There's also some really weird stuff happening at both of my parents' houses. In Allen, Angie and I were there the other night, trying to sleep, when things started making weird noises and there was a generally odd vibe in the house, esp in our bedrooms. Dad and I went by the house yesterday after we told him what happened, because he wanted to find the logical reasoning behind the noises. And he was as baffled as we were. He crawled around upstairs in the attic, near the noise on the second floor, and there was nothing turned on to create it. I went to the area where the noise was coming from, and there was a really odd density to the air. Kind of like when you're on a ley line, the magnetism is really high, and you can feel it? Well, that feeling was never there before, and it's sticking around my old bedroom, which was later Angie's, and Matt's room. Dad felt it too, so I didn't feel like a complete fruit.
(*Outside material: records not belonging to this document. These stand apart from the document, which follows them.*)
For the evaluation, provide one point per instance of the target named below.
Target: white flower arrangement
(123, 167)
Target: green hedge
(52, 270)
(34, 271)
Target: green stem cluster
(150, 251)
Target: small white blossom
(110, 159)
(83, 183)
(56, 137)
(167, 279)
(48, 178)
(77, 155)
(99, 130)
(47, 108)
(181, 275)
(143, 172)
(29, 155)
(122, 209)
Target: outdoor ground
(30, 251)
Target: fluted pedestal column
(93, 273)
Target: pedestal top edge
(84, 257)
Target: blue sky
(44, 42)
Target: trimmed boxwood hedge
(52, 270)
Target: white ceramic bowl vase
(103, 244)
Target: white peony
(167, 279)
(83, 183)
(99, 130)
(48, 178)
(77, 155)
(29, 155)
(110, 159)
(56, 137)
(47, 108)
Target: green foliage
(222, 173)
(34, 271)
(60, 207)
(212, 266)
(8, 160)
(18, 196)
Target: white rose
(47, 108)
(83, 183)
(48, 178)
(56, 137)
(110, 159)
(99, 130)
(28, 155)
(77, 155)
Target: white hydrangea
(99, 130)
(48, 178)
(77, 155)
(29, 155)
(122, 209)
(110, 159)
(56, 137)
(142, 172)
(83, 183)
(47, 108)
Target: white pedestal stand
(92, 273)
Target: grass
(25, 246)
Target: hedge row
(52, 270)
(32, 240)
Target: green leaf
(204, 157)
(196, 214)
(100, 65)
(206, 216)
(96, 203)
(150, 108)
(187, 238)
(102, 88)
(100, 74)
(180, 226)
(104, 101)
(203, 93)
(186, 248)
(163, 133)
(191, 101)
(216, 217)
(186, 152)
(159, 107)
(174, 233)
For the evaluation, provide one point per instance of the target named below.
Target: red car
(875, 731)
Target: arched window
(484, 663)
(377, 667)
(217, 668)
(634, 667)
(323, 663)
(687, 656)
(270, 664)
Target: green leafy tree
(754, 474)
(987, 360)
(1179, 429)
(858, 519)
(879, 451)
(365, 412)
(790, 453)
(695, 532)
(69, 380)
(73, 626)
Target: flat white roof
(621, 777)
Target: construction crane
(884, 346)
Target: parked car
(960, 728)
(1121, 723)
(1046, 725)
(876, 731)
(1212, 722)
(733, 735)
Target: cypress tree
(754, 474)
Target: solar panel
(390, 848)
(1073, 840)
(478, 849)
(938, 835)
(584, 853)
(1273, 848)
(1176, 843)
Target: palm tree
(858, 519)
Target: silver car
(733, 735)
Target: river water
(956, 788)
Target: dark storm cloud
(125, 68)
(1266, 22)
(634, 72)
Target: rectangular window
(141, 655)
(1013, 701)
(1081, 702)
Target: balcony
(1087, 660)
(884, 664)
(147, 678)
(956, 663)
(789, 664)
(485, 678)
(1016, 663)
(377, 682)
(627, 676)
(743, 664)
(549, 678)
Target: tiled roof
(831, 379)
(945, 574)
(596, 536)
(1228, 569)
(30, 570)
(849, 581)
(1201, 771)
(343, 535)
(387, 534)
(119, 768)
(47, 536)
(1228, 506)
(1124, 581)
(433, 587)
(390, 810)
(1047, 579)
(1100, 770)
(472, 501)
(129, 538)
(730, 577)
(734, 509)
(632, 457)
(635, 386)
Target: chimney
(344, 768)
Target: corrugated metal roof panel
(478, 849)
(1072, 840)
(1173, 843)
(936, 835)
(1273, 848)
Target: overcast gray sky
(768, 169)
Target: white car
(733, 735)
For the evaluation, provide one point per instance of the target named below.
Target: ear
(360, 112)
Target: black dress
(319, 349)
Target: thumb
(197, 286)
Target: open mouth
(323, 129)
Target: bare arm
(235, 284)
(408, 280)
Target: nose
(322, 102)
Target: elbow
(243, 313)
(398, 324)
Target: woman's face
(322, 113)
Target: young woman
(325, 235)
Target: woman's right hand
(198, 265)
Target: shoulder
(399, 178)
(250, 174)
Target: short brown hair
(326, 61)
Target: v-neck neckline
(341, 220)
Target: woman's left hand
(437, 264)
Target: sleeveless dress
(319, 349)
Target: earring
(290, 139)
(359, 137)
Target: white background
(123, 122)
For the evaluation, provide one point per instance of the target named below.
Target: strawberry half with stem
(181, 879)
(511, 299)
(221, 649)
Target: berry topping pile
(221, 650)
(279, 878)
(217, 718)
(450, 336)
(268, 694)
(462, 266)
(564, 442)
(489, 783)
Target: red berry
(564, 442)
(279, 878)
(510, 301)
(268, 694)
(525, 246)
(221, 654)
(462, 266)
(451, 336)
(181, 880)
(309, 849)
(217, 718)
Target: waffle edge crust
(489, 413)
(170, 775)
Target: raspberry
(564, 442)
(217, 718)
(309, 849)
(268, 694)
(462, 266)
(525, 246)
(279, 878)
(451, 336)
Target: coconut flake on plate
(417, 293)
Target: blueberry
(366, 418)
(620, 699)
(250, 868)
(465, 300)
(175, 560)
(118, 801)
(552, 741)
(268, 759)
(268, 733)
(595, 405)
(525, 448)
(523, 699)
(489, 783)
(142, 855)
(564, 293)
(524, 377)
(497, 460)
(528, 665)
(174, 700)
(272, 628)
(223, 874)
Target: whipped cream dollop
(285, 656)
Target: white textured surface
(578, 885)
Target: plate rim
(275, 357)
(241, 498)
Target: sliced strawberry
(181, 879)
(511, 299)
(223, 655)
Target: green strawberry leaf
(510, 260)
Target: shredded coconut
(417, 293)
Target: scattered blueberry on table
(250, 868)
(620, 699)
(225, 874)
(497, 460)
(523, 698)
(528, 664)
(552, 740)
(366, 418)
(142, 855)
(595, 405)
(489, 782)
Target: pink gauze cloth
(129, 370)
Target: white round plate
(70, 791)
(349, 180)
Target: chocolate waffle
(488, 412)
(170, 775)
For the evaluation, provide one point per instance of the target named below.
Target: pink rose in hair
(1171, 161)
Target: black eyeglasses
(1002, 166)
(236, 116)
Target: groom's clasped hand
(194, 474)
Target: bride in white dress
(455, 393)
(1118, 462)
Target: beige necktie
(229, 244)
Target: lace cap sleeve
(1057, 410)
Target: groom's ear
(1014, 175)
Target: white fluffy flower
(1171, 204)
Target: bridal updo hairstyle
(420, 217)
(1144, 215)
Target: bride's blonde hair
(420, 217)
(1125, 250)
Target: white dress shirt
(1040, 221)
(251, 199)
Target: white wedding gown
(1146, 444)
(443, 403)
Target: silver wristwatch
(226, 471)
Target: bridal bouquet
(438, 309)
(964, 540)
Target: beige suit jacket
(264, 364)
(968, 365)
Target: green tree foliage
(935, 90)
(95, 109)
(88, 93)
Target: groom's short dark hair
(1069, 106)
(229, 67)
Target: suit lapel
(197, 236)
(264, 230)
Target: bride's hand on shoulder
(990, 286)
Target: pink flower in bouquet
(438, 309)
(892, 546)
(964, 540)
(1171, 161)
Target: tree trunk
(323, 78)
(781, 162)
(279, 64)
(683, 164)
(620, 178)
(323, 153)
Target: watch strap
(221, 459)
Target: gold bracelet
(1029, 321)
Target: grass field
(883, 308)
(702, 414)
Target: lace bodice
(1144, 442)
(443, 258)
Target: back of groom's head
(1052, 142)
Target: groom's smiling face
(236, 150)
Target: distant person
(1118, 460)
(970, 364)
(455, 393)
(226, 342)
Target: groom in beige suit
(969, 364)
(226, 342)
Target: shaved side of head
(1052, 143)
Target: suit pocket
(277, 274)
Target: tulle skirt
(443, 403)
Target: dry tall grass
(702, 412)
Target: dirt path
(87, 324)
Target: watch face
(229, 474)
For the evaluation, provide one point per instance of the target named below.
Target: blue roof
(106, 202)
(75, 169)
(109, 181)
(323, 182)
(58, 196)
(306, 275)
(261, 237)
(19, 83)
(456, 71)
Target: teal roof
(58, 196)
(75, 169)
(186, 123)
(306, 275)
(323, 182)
Then at the other house, the same kind of thing is going on, except doors to the attic are opening, even though they're latched, there are hollow footsteps that only females can hear, and everyone's having dreams about murdering each other. Even my aunt. I'm not sure what is up, but it's really creepy. I'm very intrigued, but not scared. Whatever it is, if anything, isn't exactly going to pull a Poltergeist on us -- I firmly believe in the paranormal, and it seems to me that something is horribly amiss.
Dad was explaining to me the history of Allen (my hometown) on the way home from work yesterday. Remember how before the Civil War, Kansas and Missouri were inducted into the Union, but one was a slave state and one was free? Well, the two states sent cavalries back and forth in rivalling - and someone from Kansas would kill someone in Missouri, just to teach them a lesson, and vice versa. They were very heartless and murdered a lot of people for no reason at all. And one of the camps was led by a very brutal colonel, and every winter they would camp in the area that is now Allen. Rad, huh? So like brutal killers used to vacation off of Bethany Lakes for some R&R between the slaughterings. A ripping idea if I've ever heard one.
One hour until lunch. Why do some mornings pass by so slowly? I really could use some more sleep, as it seems I was up a good majority of the night moving a four year old girl off of my side of the bed. Carolyn saw me about to go to sleep last night and screamed "I want to sleep with my Chrissy!" and jumped into the bed before any of us could refuse. I didn't mind, so I said okay, and she grabbed a pillow and asked me to rub her back (how she falls asleep). I did, and started dozing off, so she hit me with her pillow and said "wake up! rub my back!" and this continued for 20 minutes until she was out like a light. How much do I love kids? Yes, I'm tired, but that was still just the sweetest thing.